Global brokerage firm Nomura raised its stance to 'overweight' on Indian equities in its Asia ex-Japan portfolio, a day after another brokerage Credit Suisse also upgraded India.
NSE
“A number of recent positive developments in India lead us to change our stance to Overweight from Neutral in our regional Asia-ex-Japan allocation. We view India as a counterweight to North Asia as a large liquid market that – despite its strong run recently – does provide a hedge in portfolios," Nomura said in the report.
The brokerage is reallocating to India from Korea, however, it said that it remains 'overweight' on Korea along with China and Indonesia.
As per Nomura, concerns regarding India’s limited fiscal space and vulnerability from Covid-19 have decreased owing to the recent developments, however, it cautions execution of Budget 2021 and other policy proposals remains one of the key risks.
“India’s recent budget aims to prioritise fiscal spending/growth over medium-term fiscal commitment – thus implying a positive medium-term growth outlook, while the Covid-19 situation appears to be largely under control,” Nomura stated in a report.
Another upside as per the brokerage is the solid earnings revision trends. It believes India will continue to command premium valuations along with a focus on reforms and measures to attract foreign direct investment (FDI) flows.
However, the brokerage is cautious about the expensive valuations in the Indian stock markets.

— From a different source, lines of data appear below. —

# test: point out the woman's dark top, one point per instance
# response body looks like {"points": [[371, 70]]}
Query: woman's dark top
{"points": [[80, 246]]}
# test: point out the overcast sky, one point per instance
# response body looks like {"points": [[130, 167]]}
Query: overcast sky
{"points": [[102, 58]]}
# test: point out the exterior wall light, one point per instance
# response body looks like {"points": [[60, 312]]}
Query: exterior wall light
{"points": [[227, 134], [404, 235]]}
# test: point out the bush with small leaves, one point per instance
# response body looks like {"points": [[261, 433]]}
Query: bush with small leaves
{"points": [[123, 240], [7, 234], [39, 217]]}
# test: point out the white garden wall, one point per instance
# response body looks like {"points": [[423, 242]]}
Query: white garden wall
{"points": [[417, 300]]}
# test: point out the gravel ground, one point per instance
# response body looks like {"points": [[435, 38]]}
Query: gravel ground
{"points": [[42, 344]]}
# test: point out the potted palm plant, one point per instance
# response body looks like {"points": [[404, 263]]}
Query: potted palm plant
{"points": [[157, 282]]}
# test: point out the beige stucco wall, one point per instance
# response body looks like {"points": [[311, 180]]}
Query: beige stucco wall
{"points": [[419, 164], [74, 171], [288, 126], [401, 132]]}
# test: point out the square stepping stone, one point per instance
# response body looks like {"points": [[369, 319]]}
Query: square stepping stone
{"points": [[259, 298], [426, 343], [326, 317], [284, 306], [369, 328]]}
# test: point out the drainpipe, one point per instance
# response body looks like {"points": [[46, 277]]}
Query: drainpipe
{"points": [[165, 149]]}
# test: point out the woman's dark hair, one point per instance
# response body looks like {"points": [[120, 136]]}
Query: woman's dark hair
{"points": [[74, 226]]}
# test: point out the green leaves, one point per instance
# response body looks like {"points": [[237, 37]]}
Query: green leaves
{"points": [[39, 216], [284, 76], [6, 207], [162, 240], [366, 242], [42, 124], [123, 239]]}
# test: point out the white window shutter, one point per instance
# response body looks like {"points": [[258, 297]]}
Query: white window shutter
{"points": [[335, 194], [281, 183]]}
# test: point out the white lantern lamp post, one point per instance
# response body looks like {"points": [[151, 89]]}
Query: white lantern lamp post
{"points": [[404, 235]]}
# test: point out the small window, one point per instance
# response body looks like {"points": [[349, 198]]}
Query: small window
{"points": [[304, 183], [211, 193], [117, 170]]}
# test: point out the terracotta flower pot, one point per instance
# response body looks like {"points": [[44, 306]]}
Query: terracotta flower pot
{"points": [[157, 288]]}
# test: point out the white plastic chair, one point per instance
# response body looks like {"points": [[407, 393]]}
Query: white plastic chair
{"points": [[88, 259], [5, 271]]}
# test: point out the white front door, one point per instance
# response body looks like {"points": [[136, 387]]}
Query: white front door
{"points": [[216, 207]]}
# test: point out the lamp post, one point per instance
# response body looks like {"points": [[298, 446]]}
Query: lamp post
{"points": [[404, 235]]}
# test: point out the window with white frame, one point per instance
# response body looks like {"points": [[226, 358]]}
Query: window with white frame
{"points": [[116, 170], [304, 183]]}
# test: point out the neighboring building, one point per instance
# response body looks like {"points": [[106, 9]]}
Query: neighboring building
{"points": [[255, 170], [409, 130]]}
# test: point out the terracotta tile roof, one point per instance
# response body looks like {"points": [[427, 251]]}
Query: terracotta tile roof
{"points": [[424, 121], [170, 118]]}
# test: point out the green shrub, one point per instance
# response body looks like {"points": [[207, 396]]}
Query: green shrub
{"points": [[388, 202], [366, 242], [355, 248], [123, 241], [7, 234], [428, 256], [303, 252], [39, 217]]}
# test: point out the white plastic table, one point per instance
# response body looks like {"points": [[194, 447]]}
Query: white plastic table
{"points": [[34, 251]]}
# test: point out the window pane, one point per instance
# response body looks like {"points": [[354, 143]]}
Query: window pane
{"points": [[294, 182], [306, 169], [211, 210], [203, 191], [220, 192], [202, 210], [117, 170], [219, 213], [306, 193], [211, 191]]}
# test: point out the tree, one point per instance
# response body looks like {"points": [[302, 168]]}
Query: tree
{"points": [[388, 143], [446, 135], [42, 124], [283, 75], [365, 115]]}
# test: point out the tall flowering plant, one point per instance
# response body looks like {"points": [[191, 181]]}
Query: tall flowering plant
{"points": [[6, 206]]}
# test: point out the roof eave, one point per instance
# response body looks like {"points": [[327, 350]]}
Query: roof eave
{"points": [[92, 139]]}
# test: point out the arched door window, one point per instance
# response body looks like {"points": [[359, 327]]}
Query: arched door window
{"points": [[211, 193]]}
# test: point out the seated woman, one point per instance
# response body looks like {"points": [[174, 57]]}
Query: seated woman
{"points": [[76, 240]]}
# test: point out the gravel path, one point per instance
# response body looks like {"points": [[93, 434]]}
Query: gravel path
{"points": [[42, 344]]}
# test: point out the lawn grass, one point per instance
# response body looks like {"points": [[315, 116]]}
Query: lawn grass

“Valuation-wise, India has almost never appeared ‘attractive’ – but today neither are other major regional markets. Whilst absolute valuations at 19.2x two-year-forward PER do not appear very attractive; however, relative to the regional Index (MXASJ), valuations are not as rich. Fiscal/monetary policy support, some focus on reforms and measures to boost FDI flows will likely keep valuations elevated,” Nomura observed.
It added that key risks to watch in the second half of 2021 (H2’2021) include Covid/inflation resurgence, policy normalisation, US Federal Reserve-driven ‘taper tantrum, higher oil/commodity prices and policy execution. But it added that any sustained weakness will likely provide an opportunity to increase India exposure.